Beaurepaire's team opted to use ultra-short near-infrared laser pulses for their targeted ablations. Preservation of the vitelline membrane is essential to embryonic survival during in vivo studies; by focusing their laser at a point beneath the membrane, they were able to make ablations without compromising the embryo's viability. Once the cuts were made, they tracked the outcome by a method known as particle imaging velocimetry (PIV). A commonly used technique in fluid dynamics, PIV uses algorithms to track individual particles within complex dynamic systems. By applying PIV after ablation, the researchers obtained quantitative velocity fields reflecting cell movements during development, and comparative analysis of these data revealed changes in deformation patterns resulting from specific manipulations.

Ablations targeted toward the middle of the embryo had a dramatic impact on lateral cell movements and on the formation of the cephalic furrow, which ultimately establishes the division between head and thorax. Cells adjacent to the targeted region were not noticeably damaged, suggesting that the observed effects were primarily the result of the elimination of specific cells. The researchers next examined changes in twist expression in the anterior pole, which is thought to be induced by deformations that result from the migration of adjacent cells. Ablation of dorsal cells virtually eliminated these migrations, and twist expression at the anterior pole dropped dramatically.

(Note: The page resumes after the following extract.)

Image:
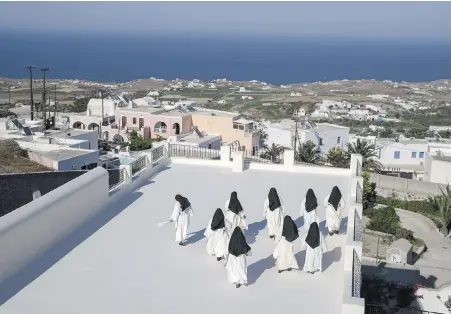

The initial experiments were visualized by two-photon microscopy, the current gold standard among imaging methodologies. However, Beaurepaire and his colleagues also worked with a newer system, third-harmonic generation (THG) microscopy, which is just starting to find use in biological studies. In THG imaging samples are scanned with a focused, short-pulse laser. When the beam scans homogeneous portions of the sample, no signal is detected, owing to the optical properties of the beam; however, a clear signal is obtained when scanning a heterogeneous region, such as the interface between two structures. A key benefit of THG is that it uses a long-wavelength, mid-infrared beam (roughly 1,200 nm in this study) that allows deep penetration of a sample with minimized scattering or absorption. Together, these properties make THG well-suited for embryological imaging.

By combining THG and PIV, the team assembled striking images of the differences in cellular movement resulting from laser ablation (Fig. 1), and even the notoriously poor optics of the D. melanogaster embryo, which is highly opaque to visible light, posed no obstacle to visualization. Most importantly, according to Beaurepaire, no additional staining is necessary. “It's quite appropriate to image embryos, because you don't need to label anything. Of course, you can use GFP constructs but if you want to study complex mutants, then it might be difficult to obtain GFP expression in that case, [and] this third-harmonic microscopy might be very useful.”

Figure 1
figure 1

Movements of cells and internal structures in D. melanogaster embryo early development as visualized using THG microscopy in an intact embryo (above), and in an embryo after intravital photoablation of specific dorsal tissues (below) resulting in altered movement of cells and internal structures at the anterior pole.

Full size image

Beaurepaire believes that laser ablation is a technology whose time has come and suggests that the system could soon be simplified: “For example, it would be nice to have a dual laser source that would allow us to switch between high-energy pulses to do the ablation...and lower-energy pulses to do the imaging.” Meanwhile, he and his colleagues are following up on the promising findings yielded by this first round of experiments. “Right now, we're interested in the application that is demonstrated in the paper,” he says, “which is to study mechanosensitive gene expression during development. We think it's an interesting approach to do this because it relies on targeted non-genetic perturbations, so it can nicely complement genetic studies.”